With all the new colleges being founded, there were not enough qualified faculty. Even if American colleges were to wait for future graduating classes from American institutions, it would take a long time to make up the deficit. The solution was to hire European faculty and to send American candidates to the European universities. Especially favored were the high reputation universities of Germany, where extreme religious liberalism and skepticism, evolutionary socialism, and ethnocentric identity politics (J. G. Herder) were already rampant. It would be through this avenue that modern religious liberalism would enter American denominations (and as it had previously done in Europe cause many church splits) and it would be through this avenue that the ideas that eventually became American Progressivism would come.

But a movement as strong as American Progressivism would need more than ivory tower intellectuals to bring about its spread. The ideas, like seeds, needed fertile ground. America in the late 19th century was definitely fertile ground.

Americans believed in technological progress. After all, they lived in a land where technological inventions were almost monthly improving the quality of life. Social democrats would quickly realize that for their ideas to be accepted they could not be labeled “socialist.” The term “Progressive” would not only be more palatable, it would also fit in better with their Enlightenment inspired views of human nature and its mutability. Many Americans felt drawn to progressivism because it seemed to agree with their vision of a better future fueled by technological advance.
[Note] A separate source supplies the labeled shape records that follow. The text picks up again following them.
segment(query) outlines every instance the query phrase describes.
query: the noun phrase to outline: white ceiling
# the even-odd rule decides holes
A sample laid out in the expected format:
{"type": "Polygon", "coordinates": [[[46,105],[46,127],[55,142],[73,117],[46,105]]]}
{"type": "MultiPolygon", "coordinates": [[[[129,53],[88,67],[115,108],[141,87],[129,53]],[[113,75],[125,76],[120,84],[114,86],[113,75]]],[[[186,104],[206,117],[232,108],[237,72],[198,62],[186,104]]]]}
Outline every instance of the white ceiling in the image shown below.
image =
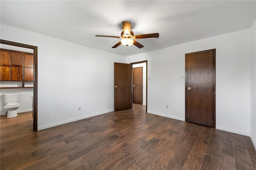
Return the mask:
{"type": "MultiPolygon", "coordinates": [[[[1,23],[124,56],[250,28],[255,19],[252,1],[4,1],[1,23]],[[158,32],[144,45],[111,47],[120,41],[122,21],[134,34],[158,32]],[[65,34],[67,37],[61,36],[65,34]]],[[[29,38],[29,37],[28,37],[29,38]]]]}

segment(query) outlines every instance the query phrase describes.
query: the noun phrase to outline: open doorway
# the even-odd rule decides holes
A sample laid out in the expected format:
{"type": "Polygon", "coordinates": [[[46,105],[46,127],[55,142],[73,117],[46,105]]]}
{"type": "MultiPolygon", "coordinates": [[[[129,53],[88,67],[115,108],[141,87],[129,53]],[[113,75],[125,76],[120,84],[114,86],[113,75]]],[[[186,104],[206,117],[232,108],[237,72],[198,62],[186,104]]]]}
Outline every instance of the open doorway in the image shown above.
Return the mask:
{"type": "Polygon", "coordinates": [[[34,75],[33,81],[34,104],[33,108],[32,108],[33,110],[33,129],[34,131],[37,131],[37,47],[2,39],[0,40],[0,43],[2,44],[29,49],[33,50],[34,56],[33,73],[34,75]]]}
{"type": "Polygon", "coordinates": [[[148,61],[142,61],[130,64],[132,65],[133,72],[133,103],[146,106],[146,112],[148,108],[148,61]],[[134,80],[136,82],[134,82],[134,80]],[[140,81],[142,82],[140,82],[140,81]],[[141,101],[139,101],[140,100],[141,101]]]}

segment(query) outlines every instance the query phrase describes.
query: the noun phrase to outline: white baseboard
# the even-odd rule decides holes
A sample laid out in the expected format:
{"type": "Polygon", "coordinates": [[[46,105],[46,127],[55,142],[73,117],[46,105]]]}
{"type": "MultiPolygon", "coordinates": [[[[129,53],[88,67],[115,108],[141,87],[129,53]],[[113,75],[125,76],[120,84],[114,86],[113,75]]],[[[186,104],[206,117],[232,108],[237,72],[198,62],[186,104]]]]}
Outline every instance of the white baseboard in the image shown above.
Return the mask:
{"type": "Polygon", "coordinates": [[[185,121],[185,118],[177,117],[176,116],[173,116],[170,115],[165,115],[164,114],[162,114],[162,113],[158,113],[154,112],[153,111],[151,111],[149,110],[148,110],[148,113],[151,113],[154,115],[158,115],[158,116],[163,116],[166,117],[168,117],[169,118],[181,120],[182,121],[185,121]]]}
{"type": "Polygon", "coordinates": [[[243,135],[250,136],[249,133],[246,133],[246,132],[243,132],[242,131],[238,131],[236,129],[230,129],[225,127],[222,127],[221,126],[216,126],[216,129],[219,130],[221,130],[222,131],[226,131],[227,132],[231,132],[232,133],[237,133],[238,134],[242,135],[243,135]]]}
{"type": "Polygon", "coordinates": [[[94,116],[98,116],[99,115],[102,115],[103,114],[107,113],[108,113],[111,112],[112,111],[114,111],[114,110],[107,110],[102,112],[96,113],[87,115],[85,116],[82,116],[82,117],[77,117],[74,119],[72,119],[69,120],[67,120],[65,121],[60,121],[60,122],[57,122],[54,123],[46,125],[44,126],[40,126],[39,127],[38,127],[37,130],[40,131],[41,130],[44,129],[45,129],[50,128],[50,127],[54,127],[55,126],[63,125],[64,124],[68,123],[70,122],[73,122],[73,121],[77,121],[78,120],[80,120],[83,119],[86,119],[86,118],[88,118],[91,117],[93,117],[94,116]]]}
{"type": "MultiPolygon", "coordinates": [[[[28,111],[32,111],[32,109],[26,109],[26,110],[18,110],[17,111],[17,112],[18,113],[20,113],[27,112],[28,111]]],[[[2,116],[3,115],[7,115],[7,114],[5,112],[3,112],[3,113],[0,113],[0,115],[1,115],[1,116],[2,116]]]]}

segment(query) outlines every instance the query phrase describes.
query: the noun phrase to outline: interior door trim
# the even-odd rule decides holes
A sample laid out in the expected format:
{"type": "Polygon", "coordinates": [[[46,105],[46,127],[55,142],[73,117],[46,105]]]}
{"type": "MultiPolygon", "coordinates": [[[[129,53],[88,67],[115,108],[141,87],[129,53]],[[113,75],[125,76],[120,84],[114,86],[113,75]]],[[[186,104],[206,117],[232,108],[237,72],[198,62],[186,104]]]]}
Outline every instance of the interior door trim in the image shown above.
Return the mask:
{"type": "Polygon", "coordinates": [[[33,94],[34,94],[34,118],[33,119],[33,130],[37,131],[37,86],[38,86],[38,51],[37,47],[28,45],[15,42],[10,41],[3,39],[0,39],[0,43],[13,46],[19,47],[32,49],[34,51],[34,81],[33,81],[33,94]]]}
{"type": "Polygon", "coordinates": [[[138,62],[131,63],[132,64],[132,65],[136,64],[140,64],[146,63],[146,112],[148,112],[148,61],[138,61],[138,62]]]}
{"type": "Polygon", "coordinates": [[[187,121],[187,56],[189,55],[191,55],[196,54],[200,54],[203,53],[206,53],[208,52],[212,51],[213,59],[213,61],[212,62],[212,127],[215,128],[216,127],[216,49],[211,49],[210,50],[204,50],[203,51],[198,51],[194,53],[189,53],[185,54],[185,121],[187,121]]]}

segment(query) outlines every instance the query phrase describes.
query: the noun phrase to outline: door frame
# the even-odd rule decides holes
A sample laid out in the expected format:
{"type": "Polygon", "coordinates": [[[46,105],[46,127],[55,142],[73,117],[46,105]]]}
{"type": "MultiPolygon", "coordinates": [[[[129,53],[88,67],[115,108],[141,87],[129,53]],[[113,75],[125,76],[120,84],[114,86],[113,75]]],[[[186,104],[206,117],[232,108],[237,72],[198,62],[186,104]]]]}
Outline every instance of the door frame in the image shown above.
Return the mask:
{"type": "MultiPolygon", "coordinates": [[[[131,63],[130,64],[132,64],[132,70],[133,65],[136,64],[140,64],[146,63],[146,112],[148,112],[148,61],[144,60],[144,61],[138,61],[137,62],[131,63]]],[[[133,75],[132,74],[132,76],[133,75]]],[[[132,92],[133,93],[133,89],[132,89],[132,92]]],[[[133,94],[132,94],[132,95],[133,94]]],[[[142,102],[143,103],[143,102],[142,102]]]]}
{"type": "Polygon", "coordinates": [[[200,54],[203,53],[212,51],[212,57],[213,61],[212,61],[212,127],[215,128],[216,127],[216,49],[211,49],[207,50],[204,50],[200,51],[197,51],[193,53],[190,53],[185,54],[185,121],[187,121],[187,88],[188,87],[187,84],[187,56],[189,55],[193,54],[200,54]]]}
{"type": "Polygon", "coordinates": [[[140,98],[140,99],[141,99],[141,102],[142,102],[142,104],[141,105],[143,105],[143,66],[140,66],[140,67],[134,67],[133,68],[133,67],[132,67],[132,86],[133,86],[133,88],[132,88],[132,93],[133,93],[133,95],[132,95],[132,103],[134,103],[134,101],[133,101],[133,99],[134,99],[134,92],[133,92],[133,85],[134,85],[134,83],[133,82],[133,78],[134,78],[134,75],[133,75],[133,72],[134,72],[134,69],[138,69],[138,68],[141,68],[142,69],[142,77],[141,77],[141,79],[140,80],[142,80],[142,93],[141,93],[141,96],[140,96],[140,97],[141,97],[141,98],[140,98]]]}
{"type": "Polygon", "coordinates": [[[37,93],[38,93],[38,50],[37,47],[34,45],[10,41],[3,39],[0,39],[0,43],[13,46],[19,47],[33,50],[34,53],[34,80],[33,80],[33,94],[34,94],[34,115],[33,118],[33,130],[37,131],[37,93]]]}

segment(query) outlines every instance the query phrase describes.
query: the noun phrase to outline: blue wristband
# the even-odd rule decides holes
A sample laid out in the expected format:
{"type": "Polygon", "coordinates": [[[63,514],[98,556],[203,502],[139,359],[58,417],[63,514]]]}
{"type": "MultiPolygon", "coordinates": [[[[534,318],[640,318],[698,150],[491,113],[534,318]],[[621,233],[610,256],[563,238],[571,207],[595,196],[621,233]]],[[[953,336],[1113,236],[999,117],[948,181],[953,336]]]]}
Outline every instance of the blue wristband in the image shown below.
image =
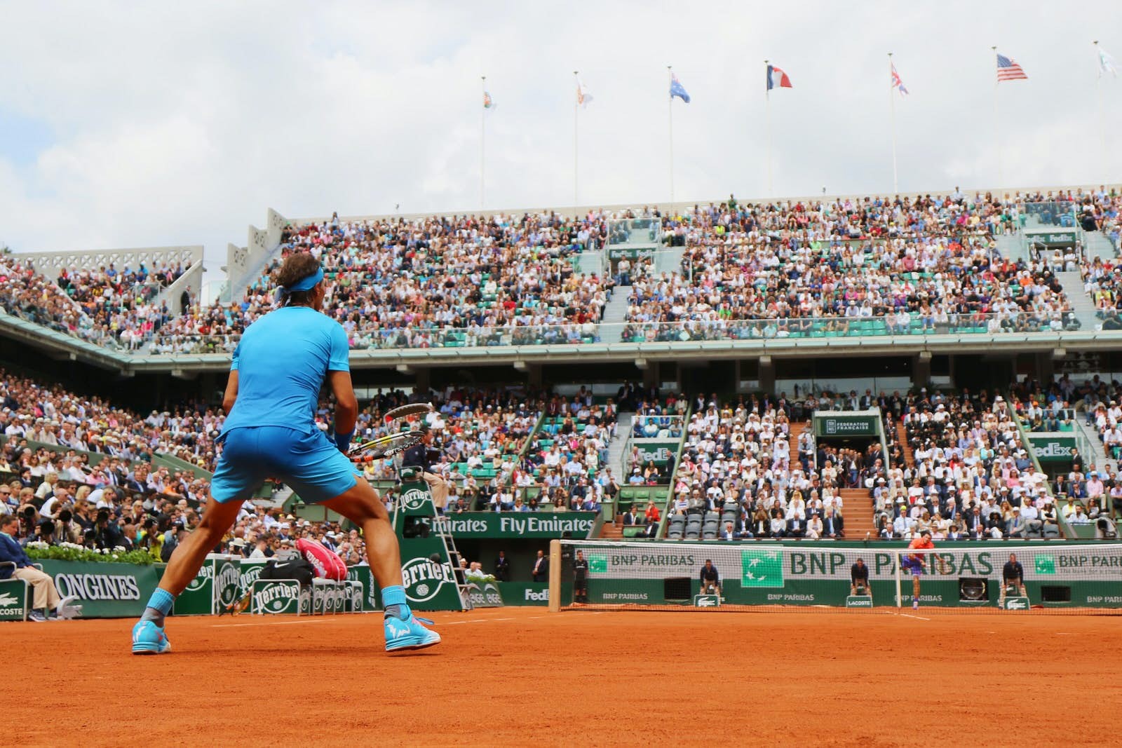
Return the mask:
{"type": "Polygon", "coordinates": [[[350,446],[350,441],[353,437],[355,437],[353,428],[346,434],[340,434],[339,432],[335,432],[335,446],[339,447],[340,452],[346,454],[347,449],[350,446]]]}

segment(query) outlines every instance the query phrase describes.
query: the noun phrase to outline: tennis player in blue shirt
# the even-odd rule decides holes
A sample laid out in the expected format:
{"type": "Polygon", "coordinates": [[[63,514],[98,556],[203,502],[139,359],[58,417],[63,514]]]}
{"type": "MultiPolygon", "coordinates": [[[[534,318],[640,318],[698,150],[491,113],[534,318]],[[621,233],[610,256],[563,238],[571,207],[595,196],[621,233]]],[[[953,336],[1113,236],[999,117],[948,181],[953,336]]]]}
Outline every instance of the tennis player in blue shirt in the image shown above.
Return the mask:
{"type": "Polygon", "coordinates": [[[284,305],[247,327],[233,352],[222,399],[227,413],[219,436],[222,454],[202,520],[175,548],[144,616],[132,627],[134,654],[171,649],[164,617],[233,525],[242,501],[269,477],[291,486],[305,502],[322,504],[362,528],[370,571],[381,588],[387,652],[440,643],[440,635],[424,628],[410,610],[389,516],[378,492],[346,455],[358,403],[347,333],[320,313],[324,296],[320,262],[309,253],[291,255],[276,281],[284,305]],[[334,444],[314,422],[324,379],[335,396],[334,444]]]}

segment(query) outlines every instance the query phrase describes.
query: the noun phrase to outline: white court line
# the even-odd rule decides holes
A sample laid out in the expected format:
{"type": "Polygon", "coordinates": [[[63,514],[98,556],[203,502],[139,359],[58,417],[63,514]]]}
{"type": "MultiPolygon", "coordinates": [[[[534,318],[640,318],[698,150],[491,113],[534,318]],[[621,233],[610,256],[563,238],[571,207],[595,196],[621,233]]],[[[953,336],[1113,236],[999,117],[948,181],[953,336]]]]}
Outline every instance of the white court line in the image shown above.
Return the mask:
{"type": "Polygon", "coordinates": [[[239,626],[292,626],[293,624],[325,624],[330,618],[311,618],[306,621],[254,621],[252,624],[214,624],[211,628],[237,628],[239,626]]]}
{"type": "Polygon", "coordinates": [[[513,618],[477,618],[473,621],[447,621],[436,626],[459,626],[460,624],[490,624],[491,621],[513,621],[513,618]]]}

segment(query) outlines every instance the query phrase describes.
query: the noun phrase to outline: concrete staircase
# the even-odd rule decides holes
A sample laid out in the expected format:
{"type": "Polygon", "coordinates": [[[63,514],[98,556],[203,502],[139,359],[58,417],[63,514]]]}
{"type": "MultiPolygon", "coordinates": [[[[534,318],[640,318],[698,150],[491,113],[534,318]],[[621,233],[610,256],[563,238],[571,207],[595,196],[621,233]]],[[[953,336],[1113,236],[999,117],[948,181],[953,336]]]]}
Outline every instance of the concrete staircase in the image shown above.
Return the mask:
{"type": "Polygon", "coordinates": [[[1029,242],[1019,233],[1003,233],[997,236],[997,251],[1002,257],[1013,260],[1029,259],[1029,242]]]}
{"type": "Polygon", "coordinates": [[[873,500],[868,498],[868,490],[843,488],[839,493],[844,505],[842,516],[845,517],[845,539],[864,541],[866,537],[877,539],[873,525],[873,500]]]}
{"type": "Polygon", "coordinates": [[[1056,279],[1064,287],[1067,301],[1072,303],[1072,312],[1075,314],[1075,318],[1079,321],[1079,330],[1082,332],[1094,332],[1097,330],[1102,323],[1095,316],[1095,303],[1091,301],[1091,296],[1083,289],[1083,276],[1079,275],[1079,271],[1065,270],[1064,273],[1057,273],[1056,279]]]}
{"type": "MultiPolygon", "coordinates": [[[[624,472],[624,451],[627,449],[628,436],[631,436],[632,424],[635,423],[634,413],[619,413],[616,415],[616,436],[608,442],[607,468],[611,468],[611,474],[616,477],[616,482],[623,486],[626,482],[627,473],[624,472]]],[[[624,528],[620,525],[619,514],[610,520],[605,520],[600,527],[600,537],[622,539],[624,528]]]]}
{"type": "Polygon", "coordinates": [[[1111,459],[1106,456],[1106,447],[1103,445],[1102,441],[1098,438],[1098,431],[1094,426],[1088,426],[1086,422],[1086,416],[1083,413],[1075,414],[1075,427],[1083,433],[1084,438],[1091,444],[1091,454],[1083,455],[1083,459],[1087,463],[1087,470],[1091,470],[1091,465],[1095,465],[1096,470],[1103,470],[1111,459]]]}
{"type": "Polygon", "coordinates": [[[620,486],[627,479],[624,471],[624,450],[627,449],[627,437],[631,436],[632,424],[635,423],[634,413],[616,414],[616,437],[608,442],[608,468],[620,486]]]}
{"type": "Polygon", "coordinates": [[[1104,262],[1118,259],[1114,244],[1111,243],[1111,240],[1102,231],[1085,231],[1083,240],[1083,249],[1088,258],[1095,259],[1097,257],[1104,262]]]}
{"type": "Polygon", "coordinates": [[[600,320],[600,342],[618,343],[623,336],[623,323],[627,320],[627,297],[631,296],[631,286],[616,288],[604,307],[604,318],[600,320]],[[606,323],[606,324],[605,324],[606,323]]]}
{"type": "Polygon", "coordinates": [[[893,468],[900,467],[908,468],[916,464],[916,455],[912,454],[911,444],[908,443],[908,431],[904,428],[902,421],[896,422],[896,443],[900,444],[900,449],[904,452],[904,464],[903,465],[892,465],[893,468]]]}

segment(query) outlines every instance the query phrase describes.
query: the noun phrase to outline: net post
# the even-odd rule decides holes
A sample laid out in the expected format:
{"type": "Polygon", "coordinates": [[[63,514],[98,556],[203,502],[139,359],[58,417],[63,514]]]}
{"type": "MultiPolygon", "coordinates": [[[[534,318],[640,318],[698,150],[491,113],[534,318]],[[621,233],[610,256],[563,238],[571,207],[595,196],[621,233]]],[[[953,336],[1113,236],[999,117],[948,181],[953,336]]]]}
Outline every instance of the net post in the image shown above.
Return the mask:
{"type": "Polygon", "coordinates": [[[550,612],[561,610],[561,541],[550,541],[550,612]]]}
{"type": "Polygon", "coordinates": [[[903,554],[900,553],[900,548],[894,551],[895,553],[895,567],[896,567],[896,608],[903,607],[903,597],[900,594],[900,564],[903,561],[903,554]]]}

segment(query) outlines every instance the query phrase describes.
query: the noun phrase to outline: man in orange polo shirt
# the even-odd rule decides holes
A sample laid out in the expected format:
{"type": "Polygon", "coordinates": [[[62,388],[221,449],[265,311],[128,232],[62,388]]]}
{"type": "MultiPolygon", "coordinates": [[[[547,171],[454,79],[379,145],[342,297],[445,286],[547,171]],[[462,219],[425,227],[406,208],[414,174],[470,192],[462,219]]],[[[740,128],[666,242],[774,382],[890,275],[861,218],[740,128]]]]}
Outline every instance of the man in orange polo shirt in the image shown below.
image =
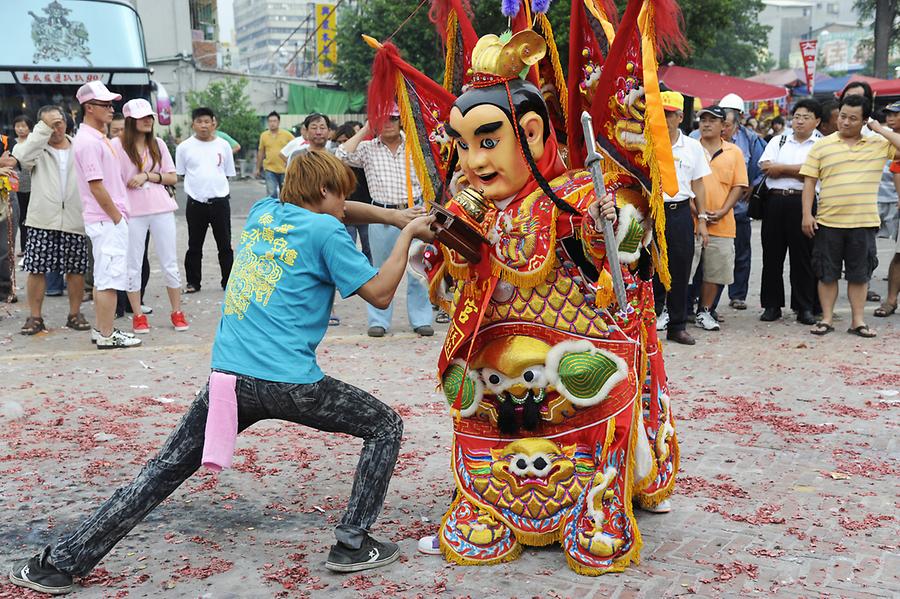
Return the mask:
{"type": "Polygon", "coordinates": [[[709,243],[705,248],[695,248],[694,253],[694,268],[703,259],[703,285],[696,324],[707,331],[718,331],[719,323],[710,314],[710,306],[719,290],[734,280],[734,205],[748,186],[747,166],[741,149],[722,139],[725,110],[710,106],[702,109],[698,116],[700,145],[706,150],[712,173],[703,180],[706,212],[697,217],[707,223],[709,243]]]}

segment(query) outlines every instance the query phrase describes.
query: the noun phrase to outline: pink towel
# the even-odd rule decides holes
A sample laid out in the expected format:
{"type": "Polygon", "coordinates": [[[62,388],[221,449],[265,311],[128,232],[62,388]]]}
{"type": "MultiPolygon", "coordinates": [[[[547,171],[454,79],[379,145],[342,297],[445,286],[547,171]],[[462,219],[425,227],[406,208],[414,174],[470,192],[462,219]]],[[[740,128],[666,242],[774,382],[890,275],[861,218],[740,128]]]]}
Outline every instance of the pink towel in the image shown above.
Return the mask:
{"type": "Polygon", "coordinates": [[[237,440],[237,377],[213,372],[209,375],[209,413],[202,464],[213,472],[231,468],[237,440]]]}

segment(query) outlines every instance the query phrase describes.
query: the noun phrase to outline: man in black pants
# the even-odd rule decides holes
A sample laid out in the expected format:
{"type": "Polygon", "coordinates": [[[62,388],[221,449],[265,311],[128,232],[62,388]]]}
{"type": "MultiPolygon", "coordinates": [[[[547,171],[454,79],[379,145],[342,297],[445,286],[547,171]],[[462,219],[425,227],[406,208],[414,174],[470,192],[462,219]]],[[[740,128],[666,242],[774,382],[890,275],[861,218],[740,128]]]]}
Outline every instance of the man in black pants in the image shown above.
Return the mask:
{"type": "MultiPolygon", "coordinates": [[[[13,584],[50,594],[74,590],[72,577],[86,576],[200,467],[201,460],[227,466],[228,456],[216,455],[224,464],[210,460],[206,443],[215,447],[222,440],[214,423],[222,405],[235,398],[237,405],[230,407],[237,432],[275,418],[364,439],[347,509],[334,531],[337,542],[325,567],[357,572],[397,560],[397,544],[373,538],[369,529],[394,471],[403,421],[369,393],[325,375],[316,362],[316,347],[328,329],[336,290],[343,297],[358,294],[382,309],[390,304],[406,273],[410,242],[413,237],[431,239],[434,217],[414,218],[421,214],[417,209],[345,205],[355,184],[353,173],[337,158],[310,152],[291,162],[281,200],[264,198],[253,206],[225,291],[210,385],[134,480],[70,534],[17,563],[9,574],[13,584]],[[350,222],[402,228],[379,270],[350,240],[342,222],[345,209],[350,222]],[[262,270],[273,276],[263,279],[262,270]],[[231,398],[219,395],[223,380],[233,391],[231,398]]],[[[236,431],[230,431],[232,443],[236,431]]]]}
{"type": "MultiPolygon", "coordinates": [[[[669,293],[659,277],[653,278],[653,295],[656,301],[658,330],[666,329],[666,338],[683,345],[694,345],[694,338],[684,327],[687,320],[688,282],[691,276],[691,261],[694,256],[694,220],[691,204],[698,214],[705,216],[705,196],[703,177],[708,175],[709,163],[703,147],[695,139],[681,133],[678,126],[684,119],[684,96],[678,92],[662,92],[666,125],[672,142],[675,171],[678,176],[678,194],[665,195],[666,206],[666,246],[669,257],[669,274],[672,286],[669,293]]],[[[699,220],[697,234],[708,239],[706,221],[699,220]]]]}
{"type": "Polygon", "coordinates": [[[228,283],[234,251],[231,249],[231,204],[228,177],[234,177],[234,157],[231,147],[217,137],[209,108],[197,108],[191,113],[194,135],[175,149],[175,172],[184,177],[184,191],[188,196],[185,217],[188,224],[188,250],[184,256],[187,279],[185,293],[195,293],[201,287],[203,242],[210,227],[219,250],[222,289],[228,283]]]}
{"type": "Polygon", "coordinates": [[[822,107],[812,98],[794,104],[789,132],[769,140],[759,159],[769,192],[763,213],[763,274],[760,302],[763,322],[781,318],[784,306],[784,257],[791,253],[791,309],[797,321],[815,324],[820,311],[812,268],[812,239],[803,234],[803,177],[800,167],[822,137],[816,130],[822,107]]]}

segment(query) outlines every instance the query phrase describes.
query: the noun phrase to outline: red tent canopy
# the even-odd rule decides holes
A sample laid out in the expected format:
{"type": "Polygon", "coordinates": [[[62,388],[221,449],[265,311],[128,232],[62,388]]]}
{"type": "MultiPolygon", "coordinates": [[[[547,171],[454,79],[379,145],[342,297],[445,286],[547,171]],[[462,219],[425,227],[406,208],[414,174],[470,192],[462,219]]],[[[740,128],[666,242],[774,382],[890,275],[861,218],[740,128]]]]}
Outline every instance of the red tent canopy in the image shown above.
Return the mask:
{"type": "Polygon", "coordinates": [[[659,67],[659,79],[671,90],[700,98],[704,106],[715,104],[729,93],[739,95],[744,102],[780,100],[787,96],[787,90],[781,86],[747,81],[738,77],[728,77],[688,67],[659,67]]]}
{"type": "Polygon", "coordinates": [[[878,79],[865,75],[854,75],[850,81],[865,81],[872,86],[872,93],[876,96],[900,96],[900,79],[878,79]]]}

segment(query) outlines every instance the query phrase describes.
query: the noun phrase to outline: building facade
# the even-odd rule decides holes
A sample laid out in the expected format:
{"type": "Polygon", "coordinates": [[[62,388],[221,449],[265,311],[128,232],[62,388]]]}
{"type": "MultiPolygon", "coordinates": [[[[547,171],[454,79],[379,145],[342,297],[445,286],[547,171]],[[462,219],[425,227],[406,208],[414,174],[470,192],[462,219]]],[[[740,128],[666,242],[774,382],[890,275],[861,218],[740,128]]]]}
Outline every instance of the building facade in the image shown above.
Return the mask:
{"type": "Polygon", "coordinates": [[[821,63],[823,70],[862,68],[858,43],[871,37],[871,27],[859,25],[850,0],[763,0],[763,5],[759,22],[770,27],[768,51],[777,68],[802,67],[799,42],[809,38],[819,40],[819,56],[831,57],[821,63]]]}
{"type": "Polygon", "coordinates": [[[308,0],[234,0],[238,70],[269,75],[315,73],[316,3],[308,0]]]}

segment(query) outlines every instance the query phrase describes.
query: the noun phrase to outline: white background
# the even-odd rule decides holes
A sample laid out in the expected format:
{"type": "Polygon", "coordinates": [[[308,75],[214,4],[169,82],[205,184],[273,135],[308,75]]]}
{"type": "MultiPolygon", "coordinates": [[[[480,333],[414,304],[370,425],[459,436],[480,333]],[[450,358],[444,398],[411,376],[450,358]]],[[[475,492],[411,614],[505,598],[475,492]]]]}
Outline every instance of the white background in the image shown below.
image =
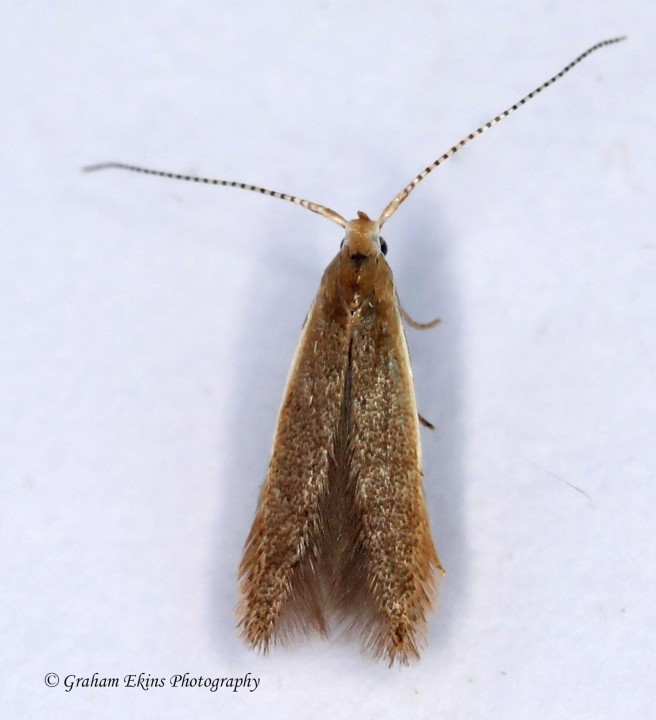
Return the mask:
{"type": "Polygon", "coordinates": [[[7,3],[6,717],[647,717],[655,14],[647,0],[7,3]],[[251,654],[236,568],[342,232],[250,193],[80,167],[141,163],[377,215],[624,33],[385,227],[403,304],[443,318],[409,330],[448,571],[421,662],[389,670],[339,640],[251,654]],[[260,685],[64,692],[94,672],[260,685]]]}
Another factor that prepared the way for progressivism was the lag that always occurs in the rise of living standards for the working class and for agriculturalists during the early phases of an industrial boom. Living standards rise first for the upper and middle classes and only later for those further down the economic chain. Among a literate people, and Americans had the highest literacy rate at the time, such a situation causes many people to assume that somehow others’ advances have come at their expense. Something socialists are always quick to take advantage of, since class envy is often the most successful tool for advancing their agenda in democratic societies.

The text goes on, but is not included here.